The desire of getting certified(scjp) is getting me to loose at most of fronts...
First of all the high expectation that i should get 3-4 different certifications as soon as possible is wrong, and then the ground reality that i am not studying for at least 15 mins in a day,
with the mental pressure daily building up, only one sound comes from mind, i should leave all the things, aim is too high and ground reality is nothing.
Even though i build the mood and go for study, the external factors (like work at home, office, any one calls, anything... it could be just anything and the flow breaks even before it starts.)
and then when i got the time when i am alone, only frustration is left to deal with.
Being a ordinary person is OK, no probs, but why do i desire for being a person with some additional qualities, when ground reality is that i am such a .....................................
, in short nothing. Just one - two failures at school time, one-two failures at college time and seeing the way things are going, very sooner it would one-two failures in..........
Just searching for the self, i am unable to decide to which category i belong.
Never happy with office-mates, as their behavior at most of time is not same as of mine.
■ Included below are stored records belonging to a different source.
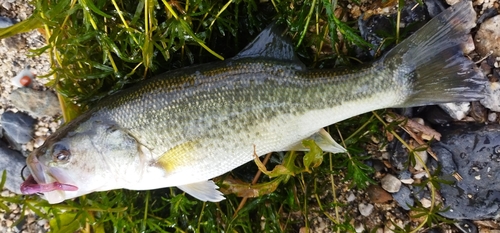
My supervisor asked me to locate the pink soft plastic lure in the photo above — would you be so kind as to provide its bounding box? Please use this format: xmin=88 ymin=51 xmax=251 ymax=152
xmin=21 ymin=175 xmax=78 ymax=194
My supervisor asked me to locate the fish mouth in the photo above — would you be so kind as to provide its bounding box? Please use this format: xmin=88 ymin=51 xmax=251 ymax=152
xmin=20 ymin=155 xmax=78 ymax=194
xmin=20 ymin=175 xmax=78 ymax=194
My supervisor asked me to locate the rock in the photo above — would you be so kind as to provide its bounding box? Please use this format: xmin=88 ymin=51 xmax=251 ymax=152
xmin=439 ymin=102 xmax=470 ymax=120
xmin=358 ymin=203 xmax=373 ymax=217
xmin=474 ymin=15 xmax=500 ymax=57
xmin=398 ymin=170 xmax=415 ymax=184
xmin=347 ymin=193 xmax=356 ymax=202
xmin=488 ymin=112 xmax=497 ymax=122
xmin=453 ymin=220 xmax=478 ymax=233
xmin=9 ymin=88 xmax=61 ymax=117
xmin=480 ymin=82 xmax=500 ymax=112
xmin=366 ymin=185 xmax=392 ymax=203
xmin=381 ymin=174 xmax=401 ymax=193
xmin=11 ymin=66 xmax=36 ymax=87
xmin=0 ymin=16 xmax=15 ymax=28
xmin=392 ymin=185 xmax=415 ymax=210
xmin=431 ymin=123 xmax=500 ymax=220
xmin=0 ymin=141 xmax=29 ymax=194
xmin=1 ymin=111 xmax=35 ymax=144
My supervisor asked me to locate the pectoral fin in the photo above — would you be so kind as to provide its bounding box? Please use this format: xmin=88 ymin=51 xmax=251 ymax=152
xmin=177 ymin=180 xmax=226 ymax=202
xmin=289 ymin=129 xmax=347 ymax=153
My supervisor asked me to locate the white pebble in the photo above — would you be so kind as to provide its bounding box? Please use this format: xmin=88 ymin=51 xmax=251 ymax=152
xmin=358 ymin=203 xmax=373 ymax=217
xmin=33 ymin=137 xmax=45 ymax=148
xmin=488 ymin=112 xmax=497 ymax=122
xmin=347 ymin=193 xmax=356 ymax=202
xmin=381 ymin=174 xmax=401 ymax=193
xmin=480 ymin=82 xmax=500 ymax=112
xmin=420 ymin=197 xmax=432 ymax=208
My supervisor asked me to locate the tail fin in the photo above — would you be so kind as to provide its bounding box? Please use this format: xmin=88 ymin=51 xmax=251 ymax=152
xmin=383 ymin=0 xmax=486 ymax=107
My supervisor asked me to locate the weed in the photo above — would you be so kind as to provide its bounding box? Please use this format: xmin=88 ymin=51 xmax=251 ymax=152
xmin=0 ymin=0 xmax=458 ymax=232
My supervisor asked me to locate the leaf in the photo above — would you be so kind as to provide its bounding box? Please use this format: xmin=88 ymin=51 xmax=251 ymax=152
xmin=49 ymin=212 xmax=82 ymax=233
xmin=220 ymin=176 xmax=286 ymax=198
xmin=0 ymin=15 xmax=43 ymax=40
xmin=302 ymin=139 xmax=323 ymax=172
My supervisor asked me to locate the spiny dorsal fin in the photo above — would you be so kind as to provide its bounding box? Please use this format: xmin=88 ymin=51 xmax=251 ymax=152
xmin=232 ymin=22 xmax=305 ymax=69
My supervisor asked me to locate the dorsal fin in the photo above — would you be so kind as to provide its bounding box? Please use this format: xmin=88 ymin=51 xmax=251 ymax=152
xmin=232 ymin=22 xmax=305 ymax=69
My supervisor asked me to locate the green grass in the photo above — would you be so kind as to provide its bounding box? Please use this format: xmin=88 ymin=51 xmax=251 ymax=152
xmin=0 ymin=0 xmax=458 ymax=232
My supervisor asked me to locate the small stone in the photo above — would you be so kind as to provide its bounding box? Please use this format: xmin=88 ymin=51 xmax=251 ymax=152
xmin=9 ymin=203 xmax=19 ymax=211
xmin=420 ymin=197 xmax=432 ymax=208
xmin=354 ymin=223 xmax=365 ymax=233
xmin=480 ymin=82 xmax=500 ymax=112
xmin=457 ymin=34 xmax=476 ymax=54
xmin=439 ymin=102 xmax=470 ymax=120
xmin=488 ymin=112 xmax=497 ymax=122
xmin=347 ymin=193 xmax=356 ymax=202
xmin=26 ymin=141 xmax=35 ymax=151
xmin=392 ymin=185 xmax=415 ymax=210
xmin=474 ymin=15 xmax=500 ymax=57
xmin=413 ymin=147 xmax=428 ymax=171
xmin=36 ymin=219 xmax=49 ymax=227
xmin=366 ymin=185 xmax=392 ymax=203
xmin=9 ymin=88 xmax=61 ymax=117
xmin=398 ymin=170 xmax=415 ymax=184
xmin=33 ymin=137 xmax=45 ymax=148
xmin=1 ymin=111 xmax=35 ymax=144
xmin=381 ymin=174 xmax=401 ymax=193
xmin=358 ymin=203 xmax=373 ymax=217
But also , then i am no different from them, because we have formed a group, and i am unable to isolate myself.
cant share with anyone, coz unable to decide what is to be shared / discussed.
if the person dont knows what the problem is, how can he knows the solution. ?
Are my desires wrong ?
or its just that every one aspires to be best, has got the ideas, but only few of them are able to implement them truly, and rest, same like me wander from here and there, in search of happiness, which cant be ever found. ............................
or is it that, i am given a good mind but hell like situations, in which i am just struggling and failing, coz my own thoughts, desires are not matching my work.... >????